Hey Staylor, glad you landed here -- you're among friends who understand the intensity of a relationship with a pwBPD (person with BPD).
You've certainly been through the wringer over the last four years, and much of your story sounds so relatable here -- the amazing beginning, the fast pace, a few red flags, an event (or a couple of events) that seemed to set off more intense BPD-type traits and behaviors, her blame, risky behaviors, and wildly varying emotions... all with what sounds like if not actual substance abuse, then risky use of alcohol and drugs. It makes a lot of sense that you're kind of left standing in the wreckage wondering "so what do I do now".
Couple of things are standing out to me in your story:
Although DBT has helped her regulate her emotions, its obvious that her BPD is still pretty sever...
It sounds like you accept that even though she has tried some BPD-specific treatment, she still has some pretty extreme acting out behaviors -- that she does not seem to be actively applying the lessons of DBT in a way that significantly impacts her risky choices.
and
I guess my main concern is she's making radical life changes in a state of being unwell... it's more the kids I'm worried about than me...
How old are the kids? How have they responded to their mom's actions? And is their dad in their life at all?
...
You're in a high-intensity situation right now, and she doesn't sound anywhere close to a baseline where she can hear and process rational input. That's one of the very challenging parts of being in a relationship with pwBPD -- when they're dysregulated, there isn't a ton we can do to "help" or "explain" or "fix it". Even though in a "generally normal" relationship, in a conflict, if we offered to help, or explained the situation, etc, that might help lower the emotional temperature, it's unintuitively the opposite with pwBPD. In times of conflict and dysregulation, usually
Justifying, Arguing, Defending, and Explaining ourselves is like throwing gasoline on a fire. The most rational reasons we give pwBPD, instead of making things better or helping them make wiser choices, can sometimes increase the intensity of the conflict.
So, in high-intensity situations, where we want so much to make things better, often a more helpful approach is to look at ways we can "stop making it worse" (not to say it's all our fault! More to say -- we only control our own contributions to the conflict, so we can look at moves we're making and decide to try different approaches to turn down the intensity).

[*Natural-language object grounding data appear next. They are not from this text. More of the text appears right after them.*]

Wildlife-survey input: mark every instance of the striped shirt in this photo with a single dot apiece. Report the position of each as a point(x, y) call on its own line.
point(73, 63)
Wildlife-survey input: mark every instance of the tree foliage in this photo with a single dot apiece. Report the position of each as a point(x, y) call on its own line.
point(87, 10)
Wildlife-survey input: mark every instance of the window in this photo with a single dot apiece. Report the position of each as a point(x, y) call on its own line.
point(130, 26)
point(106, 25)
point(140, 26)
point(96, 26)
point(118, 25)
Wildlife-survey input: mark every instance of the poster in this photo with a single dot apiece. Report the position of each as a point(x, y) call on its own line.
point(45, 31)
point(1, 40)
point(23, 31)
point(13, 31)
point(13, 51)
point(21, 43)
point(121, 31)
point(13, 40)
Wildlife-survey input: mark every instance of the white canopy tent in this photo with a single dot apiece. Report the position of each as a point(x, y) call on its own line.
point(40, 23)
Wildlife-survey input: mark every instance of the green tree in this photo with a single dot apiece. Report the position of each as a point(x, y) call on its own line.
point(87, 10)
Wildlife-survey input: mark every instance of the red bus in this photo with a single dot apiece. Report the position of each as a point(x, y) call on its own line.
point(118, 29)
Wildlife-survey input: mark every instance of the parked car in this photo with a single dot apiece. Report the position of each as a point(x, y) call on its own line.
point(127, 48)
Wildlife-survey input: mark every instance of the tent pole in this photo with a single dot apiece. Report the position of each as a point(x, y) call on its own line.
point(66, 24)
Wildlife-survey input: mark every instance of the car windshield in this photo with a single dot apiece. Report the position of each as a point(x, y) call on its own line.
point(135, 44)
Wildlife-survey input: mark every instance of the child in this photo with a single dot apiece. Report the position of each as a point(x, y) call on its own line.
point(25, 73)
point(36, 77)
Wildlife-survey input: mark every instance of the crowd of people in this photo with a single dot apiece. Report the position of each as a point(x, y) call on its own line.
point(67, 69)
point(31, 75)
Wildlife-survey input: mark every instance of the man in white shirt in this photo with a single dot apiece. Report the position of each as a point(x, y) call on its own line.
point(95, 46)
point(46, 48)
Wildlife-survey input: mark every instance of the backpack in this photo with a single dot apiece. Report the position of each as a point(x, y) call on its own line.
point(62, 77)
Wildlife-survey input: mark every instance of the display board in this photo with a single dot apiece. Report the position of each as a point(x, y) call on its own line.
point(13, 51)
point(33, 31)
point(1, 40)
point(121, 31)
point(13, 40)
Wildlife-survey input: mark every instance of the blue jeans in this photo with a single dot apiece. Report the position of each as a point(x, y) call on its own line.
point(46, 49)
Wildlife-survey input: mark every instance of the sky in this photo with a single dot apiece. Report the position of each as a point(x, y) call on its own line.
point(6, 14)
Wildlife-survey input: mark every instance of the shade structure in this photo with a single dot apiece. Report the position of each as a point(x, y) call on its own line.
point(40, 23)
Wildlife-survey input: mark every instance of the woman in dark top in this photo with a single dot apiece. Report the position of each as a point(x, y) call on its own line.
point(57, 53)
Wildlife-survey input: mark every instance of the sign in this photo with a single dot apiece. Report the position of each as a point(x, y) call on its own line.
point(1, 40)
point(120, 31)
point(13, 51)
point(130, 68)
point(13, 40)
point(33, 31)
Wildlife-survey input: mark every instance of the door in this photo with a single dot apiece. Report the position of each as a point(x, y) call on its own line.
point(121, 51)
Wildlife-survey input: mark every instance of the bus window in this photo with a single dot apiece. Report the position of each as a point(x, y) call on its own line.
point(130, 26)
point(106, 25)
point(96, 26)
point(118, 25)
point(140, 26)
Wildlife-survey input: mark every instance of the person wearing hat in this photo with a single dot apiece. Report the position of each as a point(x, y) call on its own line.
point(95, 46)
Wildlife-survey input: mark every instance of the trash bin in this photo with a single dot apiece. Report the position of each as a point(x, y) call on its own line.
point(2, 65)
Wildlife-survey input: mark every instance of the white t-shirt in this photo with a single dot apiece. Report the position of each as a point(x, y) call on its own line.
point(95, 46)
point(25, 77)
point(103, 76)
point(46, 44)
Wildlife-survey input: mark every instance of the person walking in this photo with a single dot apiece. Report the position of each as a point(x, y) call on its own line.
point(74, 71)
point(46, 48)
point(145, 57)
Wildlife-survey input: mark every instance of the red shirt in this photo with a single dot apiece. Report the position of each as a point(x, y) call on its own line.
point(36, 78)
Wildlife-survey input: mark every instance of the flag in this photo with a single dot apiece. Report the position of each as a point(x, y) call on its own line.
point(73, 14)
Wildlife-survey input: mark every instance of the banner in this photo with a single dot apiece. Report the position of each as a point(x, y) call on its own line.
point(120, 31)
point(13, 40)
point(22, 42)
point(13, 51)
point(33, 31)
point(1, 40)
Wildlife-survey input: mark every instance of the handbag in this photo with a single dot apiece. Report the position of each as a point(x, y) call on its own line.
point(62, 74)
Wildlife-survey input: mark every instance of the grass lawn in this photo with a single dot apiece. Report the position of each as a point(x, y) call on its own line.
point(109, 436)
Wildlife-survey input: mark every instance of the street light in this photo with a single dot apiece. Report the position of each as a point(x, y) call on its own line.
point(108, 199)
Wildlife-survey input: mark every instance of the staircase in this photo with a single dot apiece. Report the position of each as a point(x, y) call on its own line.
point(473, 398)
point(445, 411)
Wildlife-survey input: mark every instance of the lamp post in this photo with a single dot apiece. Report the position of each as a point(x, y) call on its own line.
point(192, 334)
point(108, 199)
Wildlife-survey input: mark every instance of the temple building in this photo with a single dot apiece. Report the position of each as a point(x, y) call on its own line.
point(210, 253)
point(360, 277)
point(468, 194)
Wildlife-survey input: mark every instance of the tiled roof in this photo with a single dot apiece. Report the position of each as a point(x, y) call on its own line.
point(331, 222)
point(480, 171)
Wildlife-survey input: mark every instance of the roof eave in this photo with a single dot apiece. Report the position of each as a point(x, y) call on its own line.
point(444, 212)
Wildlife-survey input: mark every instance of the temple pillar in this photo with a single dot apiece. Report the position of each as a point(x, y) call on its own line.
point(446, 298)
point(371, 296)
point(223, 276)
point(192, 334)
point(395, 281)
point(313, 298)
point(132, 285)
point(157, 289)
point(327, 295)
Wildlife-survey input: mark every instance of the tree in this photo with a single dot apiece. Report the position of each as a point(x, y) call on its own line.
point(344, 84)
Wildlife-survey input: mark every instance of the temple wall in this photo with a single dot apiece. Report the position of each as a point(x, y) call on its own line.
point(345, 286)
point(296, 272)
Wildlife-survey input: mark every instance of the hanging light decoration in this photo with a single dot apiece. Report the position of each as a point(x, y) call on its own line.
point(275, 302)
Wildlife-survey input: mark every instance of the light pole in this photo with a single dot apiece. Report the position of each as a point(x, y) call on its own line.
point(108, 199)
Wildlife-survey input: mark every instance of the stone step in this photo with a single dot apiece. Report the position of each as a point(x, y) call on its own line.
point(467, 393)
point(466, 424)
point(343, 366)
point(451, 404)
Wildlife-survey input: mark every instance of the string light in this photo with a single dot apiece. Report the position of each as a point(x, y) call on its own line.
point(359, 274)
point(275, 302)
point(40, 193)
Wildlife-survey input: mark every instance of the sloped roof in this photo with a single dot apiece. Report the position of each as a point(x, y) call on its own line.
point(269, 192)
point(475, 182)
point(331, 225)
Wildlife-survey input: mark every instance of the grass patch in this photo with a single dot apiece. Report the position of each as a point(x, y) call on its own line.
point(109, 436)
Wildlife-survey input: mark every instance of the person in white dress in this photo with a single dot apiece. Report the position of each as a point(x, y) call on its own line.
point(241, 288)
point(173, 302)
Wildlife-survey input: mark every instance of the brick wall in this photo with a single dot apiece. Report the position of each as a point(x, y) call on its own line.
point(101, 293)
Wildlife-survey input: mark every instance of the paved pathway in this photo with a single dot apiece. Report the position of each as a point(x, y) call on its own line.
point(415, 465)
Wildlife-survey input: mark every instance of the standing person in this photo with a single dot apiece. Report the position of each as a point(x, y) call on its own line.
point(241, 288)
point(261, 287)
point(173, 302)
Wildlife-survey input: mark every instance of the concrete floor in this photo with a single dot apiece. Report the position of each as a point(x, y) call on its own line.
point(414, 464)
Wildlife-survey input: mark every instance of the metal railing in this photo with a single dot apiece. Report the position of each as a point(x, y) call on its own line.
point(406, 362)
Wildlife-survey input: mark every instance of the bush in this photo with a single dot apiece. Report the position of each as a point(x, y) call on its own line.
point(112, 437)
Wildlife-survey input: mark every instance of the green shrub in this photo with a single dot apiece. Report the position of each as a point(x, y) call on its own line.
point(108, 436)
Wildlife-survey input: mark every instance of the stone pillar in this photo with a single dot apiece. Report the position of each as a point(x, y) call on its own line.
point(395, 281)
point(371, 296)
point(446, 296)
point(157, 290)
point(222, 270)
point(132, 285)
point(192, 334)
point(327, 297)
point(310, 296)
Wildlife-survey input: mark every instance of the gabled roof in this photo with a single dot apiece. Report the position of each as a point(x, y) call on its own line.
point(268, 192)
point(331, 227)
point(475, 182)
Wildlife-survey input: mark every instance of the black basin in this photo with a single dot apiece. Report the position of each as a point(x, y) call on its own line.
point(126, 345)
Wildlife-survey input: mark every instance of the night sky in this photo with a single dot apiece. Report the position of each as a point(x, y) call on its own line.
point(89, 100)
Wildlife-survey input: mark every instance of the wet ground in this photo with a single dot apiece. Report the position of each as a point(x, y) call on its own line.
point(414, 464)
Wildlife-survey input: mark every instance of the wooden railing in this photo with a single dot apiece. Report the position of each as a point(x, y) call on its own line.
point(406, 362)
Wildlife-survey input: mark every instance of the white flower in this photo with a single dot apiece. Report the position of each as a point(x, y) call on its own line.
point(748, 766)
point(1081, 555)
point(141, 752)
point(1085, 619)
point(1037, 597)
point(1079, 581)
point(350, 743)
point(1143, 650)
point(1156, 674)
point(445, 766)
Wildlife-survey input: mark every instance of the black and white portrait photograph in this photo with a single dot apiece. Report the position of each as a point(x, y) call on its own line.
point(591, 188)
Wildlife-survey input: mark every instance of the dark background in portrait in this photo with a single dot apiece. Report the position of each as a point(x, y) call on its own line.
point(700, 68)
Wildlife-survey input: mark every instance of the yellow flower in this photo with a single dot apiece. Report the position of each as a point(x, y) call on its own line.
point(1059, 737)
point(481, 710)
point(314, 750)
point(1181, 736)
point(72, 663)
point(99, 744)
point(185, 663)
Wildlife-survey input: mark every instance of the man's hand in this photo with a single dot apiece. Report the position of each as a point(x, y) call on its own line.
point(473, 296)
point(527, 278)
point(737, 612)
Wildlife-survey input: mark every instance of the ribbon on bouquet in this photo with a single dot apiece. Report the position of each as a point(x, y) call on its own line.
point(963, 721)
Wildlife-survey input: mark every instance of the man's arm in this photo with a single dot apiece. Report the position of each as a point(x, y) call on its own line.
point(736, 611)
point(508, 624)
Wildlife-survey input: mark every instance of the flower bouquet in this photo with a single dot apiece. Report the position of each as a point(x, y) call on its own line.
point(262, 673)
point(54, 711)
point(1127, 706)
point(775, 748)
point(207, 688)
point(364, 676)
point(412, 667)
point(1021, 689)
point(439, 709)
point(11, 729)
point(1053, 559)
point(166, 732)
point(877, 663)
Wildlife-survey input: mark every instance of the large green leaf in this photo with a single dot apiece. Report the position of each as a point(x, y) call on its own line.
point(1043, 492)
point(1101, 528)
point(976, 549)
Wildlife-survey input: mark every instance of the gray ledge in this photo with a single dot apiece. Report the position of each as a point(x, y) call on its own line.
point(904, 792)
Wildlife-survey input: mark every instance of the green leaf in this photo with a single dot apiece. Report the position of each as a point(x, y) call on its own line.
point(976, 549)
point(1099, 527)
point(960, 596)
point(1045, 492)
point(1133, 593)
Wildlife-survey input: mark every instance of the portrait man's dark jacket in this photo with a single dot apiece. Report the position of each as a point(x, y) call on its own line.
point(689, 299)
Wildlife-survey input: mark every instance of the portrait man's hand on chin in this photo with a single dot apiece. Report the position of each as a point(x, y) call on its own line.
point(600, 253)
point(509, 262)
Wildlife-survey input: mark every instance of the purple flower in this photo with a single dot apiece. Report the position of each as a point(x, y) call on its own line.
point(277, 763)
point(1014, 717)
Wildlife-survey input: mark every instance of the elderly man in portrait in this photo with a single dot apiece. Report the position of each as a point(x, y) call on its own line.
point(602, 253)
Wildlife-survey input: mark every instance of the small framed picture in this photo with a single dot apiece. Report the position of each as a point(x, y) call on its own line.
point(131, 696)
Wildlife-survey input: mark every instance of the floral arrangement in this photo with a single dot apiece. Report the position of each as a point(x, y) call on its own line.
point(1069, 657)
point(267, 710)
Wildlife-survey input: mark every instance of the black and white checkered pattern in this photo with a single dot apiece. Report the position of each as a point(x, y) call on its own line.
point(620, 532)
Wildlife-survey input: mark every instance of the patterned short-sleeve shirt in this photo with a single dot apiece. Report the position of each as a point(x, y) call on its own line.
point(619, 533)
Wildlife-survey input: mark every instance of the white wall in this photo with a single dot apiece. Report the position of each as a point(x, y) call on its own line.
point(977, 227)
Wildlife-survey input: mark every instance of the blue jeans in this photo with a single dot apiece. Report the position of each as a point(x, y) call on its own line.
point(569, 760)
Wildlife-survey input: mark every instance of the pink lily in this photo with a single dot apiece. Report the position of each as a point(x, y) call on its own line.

There are a lot of good starting places in our "Tools" section up top; any one of the articles would be a fantastic read. You can try the one on
Don't Be Invalidating for starters -- it kind of relates to the idea that in order to not make things worse in our relationships, we need to move away from the invalidation of Explaining stuff to partners and towards helping partners feel truly heard.
Again, none of this is to say "well it's your fault for XYZ" -- not at all. It's really about how having a relationship with a pwBPD can take deeply nonintuitive skills and approaches.
I hear how much anguish you're in as you watch her self-destruct, and I'm reading how you're willing to try nearly everything to better your relationship. While there are no guarantees, and she is struggling with some intense traits and behaviors, you can come here and learn some counter-intuitive tools and work on your side of things. Sometimes, when one partner changes an approach, it can impact the relationship dynamic for the better.
Staylor, feel free to settle in, read other threads, check out the Tools and Tips section above, and let us know how you're doing.